Although the federal government provided an unprecedented level of emergency funding to U.S. public schools during the COVID-19 pandemic, this support was insufficient and poorly targeted to offset the cost of recovering student learning loss, according to new research.
The study, by Schar School Associate Professor Matthew P. Steinberg and University of Delaware Assistant Professor Kenneth A. Shores, was published this week in Educational Researcher, a peer-reviewed journal of the American Educational Research Association (AERA).
Steinberg, director of EdPolicy Forward: The Center for Education Policy, and Shores estimate that $700 billion will be needed to offset COVID-induced learning loss, far more than the $190 billion allocated to public K–12 schools by the federal government through Elementary and Secondary School Emergency Relief (ESSER) funds.
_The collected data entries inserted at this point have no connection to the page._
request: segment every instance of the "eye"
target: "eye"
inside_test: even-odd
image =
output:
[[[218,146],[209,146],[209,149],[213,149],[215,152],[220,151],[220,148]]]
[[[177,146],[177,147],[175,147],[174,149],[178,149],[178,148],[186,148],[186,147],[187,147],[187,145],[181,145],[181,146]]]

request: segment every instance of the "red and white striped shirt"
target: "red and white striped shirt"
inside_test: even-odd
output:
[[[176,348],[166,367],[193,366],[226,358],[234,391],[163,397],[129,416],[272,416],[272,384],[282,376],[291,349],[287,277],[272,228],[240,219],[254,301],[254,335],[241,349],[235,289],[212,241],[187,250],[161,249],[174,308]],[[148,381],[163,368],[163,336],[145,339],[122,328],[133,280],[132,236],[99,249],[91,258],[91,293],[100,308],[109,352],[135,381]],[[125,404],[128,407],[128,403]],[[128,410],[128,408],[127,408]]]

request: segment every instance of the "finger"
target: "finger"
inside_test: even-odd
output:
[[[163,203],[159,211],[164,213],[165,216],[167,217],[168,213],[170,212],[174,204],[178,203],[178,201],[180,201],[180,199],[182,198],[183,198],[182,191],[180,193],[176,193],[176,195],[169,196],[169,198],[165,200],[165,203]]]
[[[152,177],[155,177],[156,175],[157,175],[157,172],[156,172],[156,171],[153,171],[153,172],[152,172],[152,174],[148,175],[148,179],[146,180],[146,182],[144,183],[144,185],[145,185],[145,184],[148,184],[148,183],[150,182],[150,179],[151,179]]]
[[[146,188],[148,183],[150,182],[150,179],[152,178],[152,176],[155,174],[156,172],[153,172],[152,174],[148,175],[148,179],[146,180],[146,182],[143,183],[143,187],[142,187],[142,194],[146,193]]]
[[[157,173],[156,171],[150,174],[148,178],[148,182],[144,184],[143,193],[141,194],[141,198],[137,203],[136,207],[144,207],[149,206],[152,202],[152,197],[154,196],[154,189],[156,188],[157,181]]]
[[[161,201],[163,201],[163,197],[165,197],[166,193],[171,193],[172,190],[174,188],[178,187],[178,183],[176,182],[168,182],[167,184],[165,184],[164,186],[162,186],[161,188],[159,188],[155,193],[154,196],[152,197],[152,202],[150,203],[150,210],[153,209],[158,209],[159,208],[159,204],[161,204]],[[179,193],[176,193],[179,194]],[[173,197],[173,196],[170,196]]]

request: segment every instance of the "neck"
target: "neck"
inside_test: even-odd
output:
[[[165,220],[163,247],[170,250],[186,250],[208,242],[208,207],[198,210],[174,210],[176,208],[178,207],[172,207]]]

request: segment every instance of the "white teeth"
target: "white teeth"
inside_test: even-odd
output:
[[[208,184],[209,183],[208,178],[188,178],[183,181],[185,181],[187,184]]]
ESSER funding was approved through three bills signed into law in 2020 and 2021.
“Despite an extraordinary level of support by the federal government during the pandemic, U.S. schools are still $500 billion short of what’s needed to address unpreceded levels of learning loss,” said Steinberg. “While the investment in ESSER was incredible in scale, it pales in comparison to the negative impact on the economy if a generation of children does not recover from what this pandemic has done to them academically.”
To estimate the cost of remediating student learning loss, the authors leveraged prior estimates of learning loss, time spent in remote instruction, and the cost of increasing student achievement, gleaned from existing research studies and data from the U.S. Department of Education, the U.S. Census Bureau, and other sources.
Shores and Steinberg also found that ESSER funds—issued through the Department of Education’s Title I program—were likely not distributed to places with the greatest learning loss.
“COVID-19 hit communities of color very hard, regardless of poverty,” said Shores. “Communities of color that may have faced difficult challenges due to the pandemic would not have received the funds needed to remediate student learning losses.”
The authors note that many school districts do not plan to use the majority of ESSER funds they receive to offset learning loss, and that there is little way for policymakers to know how ESSER support is being used.
“Policymakers should require, or least provide incentives to, school districts to use federal aid for remediating student learning losses,” said Steinberg. “This is much more important than using it, for example, for new facilities construction—such as athletic fields—that have little to do with addressing the academic needs of students.”
“School leaders need to take seriously the short- and long-term consequences of learning loss and commit to addressing it with whatever federal resources they have available,” he added. “At the same time, policymakers should work to establish data monitoring systems to track how districts are spending federal stimulus funds in real time.”